A Review of El misterio de las causalidades: Relatos

El misterio de las causalidades: Relatos by Maud Daverio Cox (Buenos Aires, Voria Stefanovsky Editores, 2021, 76 pages)
Are the coincidences in our lives just random or could they have hidden causes and deeper meanings?
Argentine author Maud Daverio Cox grapples with this enigma in her latest book, El misterio de las causalidades: Relatos, which I translate as The Mystery of Causalities: Tales although it sounds teasingly close to The Mystery of Coincidences (“casualidades” in Spanish).
In a rambling series of eight varied accounts, Cox tells of episodes in her life that have startling explanations – or in some cases, none.
She covers a lot of ground and a lot of time, from the 1588 arrival of a French ancestor in Cork, Ireland, to her very English grandfather who defended turbaned Sikh immigrants in Argentina in 1912 when they were harassed by the beef-worshiping population for their exotic customs that included strict vegetarianism.
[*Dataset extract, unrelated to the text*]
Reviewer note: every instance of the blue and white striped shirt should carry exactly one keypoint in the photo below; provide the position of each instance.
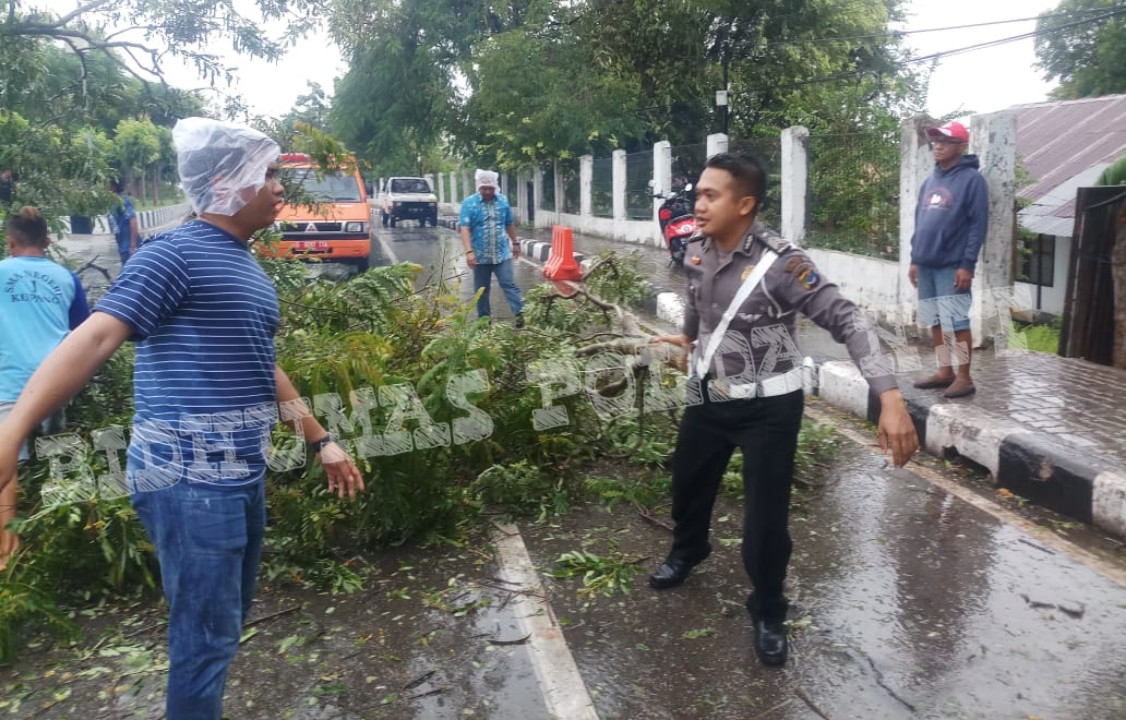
(204, 316)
Of personal interest to me was her account of Argentina’s 1970s Dirty War, a time my Argentine wife and I shared while raising our own young family in Buenos Aires. As regional editor for United Press International (UPI) from 1973 to 1978 I reported on attacks by both leftist guerrillas and military death squads. I didn’t hear of any U.S. journalists being targeted but I was relieved when the company transferred me to Bogota as part of economic downsizing. Cox recounts how she and her English husband, Robert Cox, the courageous editor of the English-language daily Buenos Aires Herald, befriended and supported women whose family members were”disappeared” by a military dictatorship that seized, tortured and murdered an estimated 30,000 citizens and resident foreigners between 1976 and 1983.
She tells of a particularly close relationship to Elena Arocena,a Brazilian immigrant whose son Marcos was grabbed by a government paramilitary squad and of the woman’s tireless, heartbreaking but fruitless search for her son, whose body was found and identified years after her own death in the 1980s.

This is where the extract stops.